Eyefluence, a company that has created a unique eye tracking system for use with today’s virtual reality/augmented reality headsets, emerged from stealth today with a $14 million Series B funding round.
“Eyefluence transforms intent into action through your eyes. We believe anything you can do with your finger on a smartphone, you should be able to do with your eyes on a head-mounted display — only faster,” Eyefluence CEO Jim Marggraff told TechCrunch.
While Eyefluence isn’t the first eye-controlled operating tool, it claims to be the first one to interpret intent with your eyes in real time. With eye controllers I’ve seen in the past, you need to stare to show intent, Eyefluence wanted to change this to a glance.
“Your eyes are an efficient bandwidth input channel. When you are using one of these forms of technology [such as virtual reality goggles], it starts with intent. You have intent and you want to realize that intent if you could use [your eyes] to make that happen,” Marggraff said.
As Marggraff puts it, the mouse was the first interaction tool after the keyboard and it changed the way we use software, then a touch interface came along with pinches, spreads and swipes. Now he wants his company to transform the eye-driven interface in the same way these other interaction methods changed how we interact with those devices.
He believes that the eye can be a unique interface, not one that simply moves the mouse or touch interface to the headset. He sees the need for an entirely new interaction model, and that is what his company has set out to do.

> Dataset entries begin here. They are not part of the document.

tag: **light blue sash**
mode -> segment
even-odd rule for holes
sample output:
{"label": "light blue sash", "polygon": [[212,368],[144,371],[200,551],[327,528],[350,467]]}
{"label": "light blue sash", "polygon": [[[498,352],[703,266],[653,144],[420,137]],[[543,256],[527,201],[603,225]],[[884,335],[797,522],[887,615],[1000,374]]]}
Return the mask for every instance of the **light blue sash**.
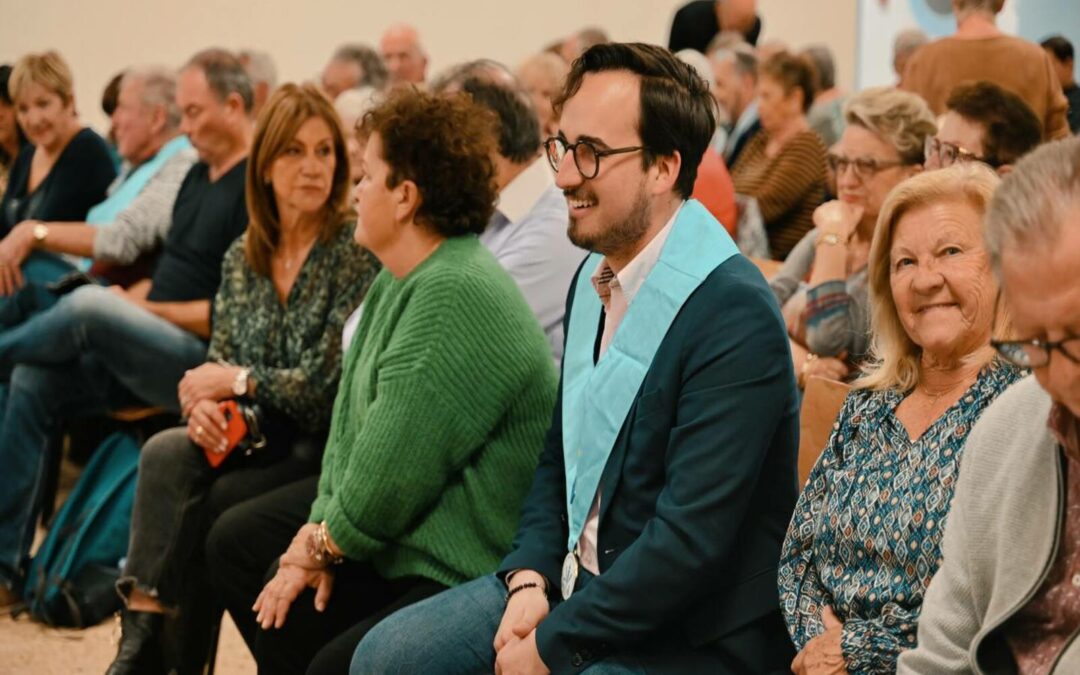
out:
{"label": "light blue sash", "polygon": [[581,268],[563,356],[568,550],[573,550],[581,537],[608,456],[660,342],[686,299],[717,266],[738,252],[727,231],[704,206],[695,200],[683,204],[660,259],[595,365],[593,350],[603,305],[591,276],[603,256],[593,253]]}
{"label": "light blue sash", "polygon": [[139,196],[150,179],[161,170],[161,167],[165,166],[165,162],[176,153],[190,147],[191,143],[187,136],[177,136],[161,146],[153,158],[143,162],[139,168],[128,174],[124,182],[120,183],[120,186],[105,198],[105,201],[86,212],[86,222],[90,225],[111,224],[116,220],[116,216],[120,215],[120,212],[130,206],[131,202]]}
{"label": "light blue sash", "polygon": [[[105,201],[96,204],[86,212],[87,224],[111,225],[116,221],[116,217],[120,215],[121,211],[131,206],[131,202],[135,201],[135,198],[143,191],[150,179],[157,175],[161,167],[165,166],[165,162],[169,161],[176,153],[190,147],[191,142],[187,136],[177,136],[161,146],[156,155],[129,173],[123,182],[105,198]],[[70,260],[76,263],[76,266],[84,272],[90,269],[93,262],[86,258],[75,257]]]}

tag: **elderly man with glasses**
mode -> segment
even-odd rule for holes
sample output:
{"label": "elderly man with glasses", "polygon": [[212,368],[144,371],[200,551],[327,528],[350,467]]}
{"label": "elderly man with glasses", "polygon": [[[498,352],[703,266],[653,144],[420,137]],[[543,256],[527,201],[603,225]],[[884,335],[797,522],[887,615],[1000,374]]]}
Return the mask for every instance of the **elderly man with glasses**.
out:
{"label": "elderly man with glasses", "polygon": [[1042,125],[1024,99],[992,82],[953,89],[937,136],[926,139],[926,168],[982,162],[1004,176],[1042,142]]}
{"label": "elderly man with glasses", "polygon": [[[1017,163],[987,245],[1030,368],[967,442],[944,564],[900,673],[1080,672],[1080,140]],[[1006,255],[1007,253],[1007,255]]]}

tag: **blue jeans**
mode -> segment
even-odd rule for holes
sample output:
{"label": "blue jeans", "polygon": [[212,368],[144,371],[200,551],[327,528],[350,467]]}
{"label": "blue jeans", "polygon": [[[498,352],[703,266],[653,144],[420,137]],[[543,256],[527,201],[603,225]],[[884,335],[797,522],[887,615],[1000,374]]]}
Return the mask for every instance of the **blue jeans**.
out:
{"label": "blue jeans", "polygon": [[[506,586],[489,574],[391,614],[360,642],[349,675],[490,675],[505,595]],[[643,675],[646,670],[633,657],[619,656],[582,672]]]}
{"label": "blue jeans", "polygon": [[0,334],[0,583],[21,585],[66,419],[132,404],[178,411],[206,345],[108,289],[84,286]]}

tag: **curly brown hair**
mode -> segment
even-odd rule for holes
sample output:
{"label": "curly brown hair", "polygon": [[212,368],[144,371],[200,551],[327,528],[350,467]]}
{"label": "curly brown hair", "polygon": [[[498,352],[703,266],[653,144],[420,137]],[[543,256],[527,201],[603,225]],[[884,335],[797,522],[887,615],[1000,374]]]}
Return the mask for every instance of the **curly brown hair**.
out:
{"label": "curly brown hair", "polygon": [[416,184],[416,222],[444,237],[480,234],[495,208],[495,115],[463,94],[401,88],[369,110],[357,133],[378,134],[389,166],[386,186]]}

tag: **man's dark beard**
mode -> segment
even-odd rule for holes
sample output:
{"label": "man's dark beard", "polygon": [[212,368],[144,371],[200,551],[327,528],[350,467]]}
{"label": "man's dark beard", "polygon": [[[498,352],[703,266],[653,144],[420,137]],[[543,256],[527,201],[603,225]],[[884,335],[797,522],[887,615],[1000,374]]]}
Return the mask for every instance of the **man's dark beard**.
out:
{"label": "man's dark beard", "polygon": [[608,228],[595,235],[583,235],[577,229],[577,221],[570,219],[566,233],[570,241],[578,248],[595,251],[605,256],[618,254],[633,249],[649,229],[649,199],[644,186],[634,199],[634,207],[625,220],[612,223]]}

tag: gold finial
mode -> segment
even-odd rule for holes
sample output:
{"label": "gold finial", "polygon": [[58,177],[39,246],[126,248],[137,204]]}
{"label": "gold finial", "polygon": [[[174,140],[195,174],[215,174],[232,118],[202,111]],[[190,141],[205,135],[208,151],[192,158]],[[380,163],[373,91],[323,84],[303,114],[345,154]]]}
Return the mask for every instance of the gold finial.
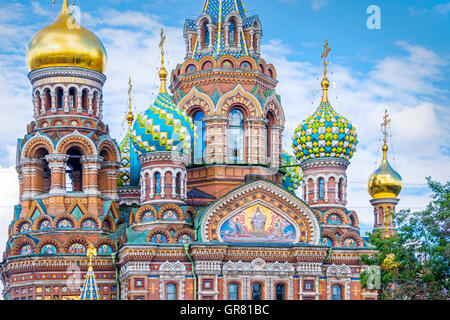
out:
{"label": "gold finial", "polygon": [[97,249],[95,249],[95,247],[90,244],[86,255],[89,258],[89,267],[92,267],[92,259],[97,256]]}
{"label": "gold finial", "polygon": [[166,78],[167,71],[164,68],[164,41],[166,41],[166,36],[164,35],[164,29],[161,27],[161,42],[159,43],[159,47],[161,48],[161,69],[159,70],[159,78],[161,79],[161,88],[159,89],[159,93],[167,93],[166,89]]}
{"label": "gold finial", "polygon": [[324,51],[321,56],[321,58],[324,59],[323,65],[325,67],[323,70],[323,80],[321,83],[322,89],[323,89],[322,102],[328,101],[327,92],[328,92],[328,87],[330,86],[330,82],[328,81],[328,78],[327,78],[327,66],[328,66],[327,57],[328,57],[328,53],[330,53],[330,51],[331,51],[331,48],[328,48],[328,41],[325,40]]}
{"label": "gold finial", "polygon": [[386,208],[384,211],[384,224],[385,224],[385,230],[384,230],[384,237],[387,239],[389,238],[389,232],[388,232],[388,215],[391,212],[389,211],[389,208]]}
{"label": "gold finial", "polygon": [[133,112],[131,111],[131,89],[133,89],[133,85],[131,84],[131,77],[128,79],[128,114],[127,114],[127,121],[128,121],[128,130],[131,130],[131,126],[133,125]]}
{"label": "gold finial", "polygon": [[384,121],[381,124],[384,127],[383,161],[386,161],[386,159],[387,159],[386,153],[389,149],[389,147],[387,146],[387,126],[388,126],[388,123],[391,122],[391,119],[388,118],[387,110],[384,110],[383,120]]}
{"label": "gold finial", "polygon": [[63,13],[70,13],[69,3],[68,3],[67,0],[63,0],[63,6],[62,6],[62,9],[61,9],[61,14],[63,14]]}

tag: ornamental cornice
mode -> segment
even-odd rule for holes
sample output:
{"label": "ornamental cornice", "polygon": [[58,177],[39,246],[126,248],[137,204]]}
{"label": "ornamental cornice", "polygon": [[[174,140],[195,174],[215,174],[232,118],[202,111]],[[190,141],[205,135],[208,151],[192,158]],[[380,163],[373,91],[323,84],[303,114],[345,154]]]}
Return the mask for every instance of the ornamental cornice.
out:
{"label": "ornamental cornice", "polygon": [[261,73],[258,70],[250,70],[250,69],[229,69],[229,68],[211,68],[207,70],[194,71],[191,73],[184,73],[178,76],[177,82],[179,80],[190,81],[198,78],[205,77],[252,77],[252,78],[260,78],[263,81],[270,83],[273,86],[276,86],[278,83],[277,80],[270,78],[269,76]]}
{"label": "ornamental cornice", "polygon": [[69,156],[67,154],[62,153],[53,153],[45,156],[45,160],[48,162],[64,162],[66,163],[69,160]]}
{"label": "ornamental cornice", "polygon": [[19,166],[24,169],[23,166],[43,166],[45,161],[36,158],[22,158],[19,162]]}
{"label": "ornamental cornice", "polygon": [[310,168],[320,168],[320,167],[340,167],[347,169],[350,162],[345,159],[340,158],[319,158],[319,159],[308,159],[300,164],[302,170]]}
{"label": "ornamental cornice", "polygon": [[204,121],[208,122],[208,121],[228,121],[228,117],[227,116],[220,116],[220,115],[210,115],[208,117],[205,117]]}
{"label": "ornamental cornice", "polygon": [[400,201],[398,198],[377,198],[377,199],[370,199],[370,204],[373,206],[376,206],[378,204],[393,204],[397,205],[397,203]]}
{"label": "ornamental cornice", "polygon": [[101,86],[103,86],[106,81],[106,76],[100,72],[77,67],[42,68],[31,71],[28,74],[28,78],[30,79],[31,83],[51,77],[77,77],[89,79],[98,82]]}
{"label": "ornamental cornice", "polygon": [[173,161],[173,162],[189,162],[189,155],[180,152],[149,152],[138,157],[141,165],[150,161]]}
{"label": "ornamental cornice", "polygon": [[102,168],[120,169],[120,162],[118,162],[118,161],[103,161]]}
{"label": "ornamental cornice", "polygon": [[264,124],[268,124],[269,120],[260,118],[260,117],[250,117],[250,118],[246,118],[245,122],[262,122]]}
{"label": "ornamental cornice", "polygon": [[80,159],[81,164],[100,164],[103,162],[103,157],[95,155],[85,155]]}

Apparently investors like what they see. They rewarded Eyefluence with a $14 million Series B round led by Motorola Solutions Inc. Jazz Venture Partners, NHN Ventures and Dolby Family Ventures, as well as other unnamed strategic and private investors also participated.
The company had a Series A round a year ago for $7.6 million led by Intel Capital bringing the total to 21.6 million raised.
Eyefluence is trying to partner with as many of the headset makers as possible with the goal of eventually being the standard user interface for headset hardware. Motorola wants to use Eyefluence technology in its Connected First Responder of the Future project. The company envisions police and public safety officials wearing a headset and gathering information with their eyes, while leaving their hands free.
As for competitors, he says he has not seen anyone close doing what he’s doing. It’s worth noting that Tobii has been doing eye tracking for some time, but it appears to be more using the eyes to replace the mouse, something Marggraff made clear he wanted to avoid.
Eyefluence didn’t have a demo ready yet at our meeting, but hopes to have one ready early next year. The company was founded by Marggraff and David Stiehr after they purchased the eye tracking intellectual property in 2013 from a company that had begun developing the technology, but was unable to commercialize it.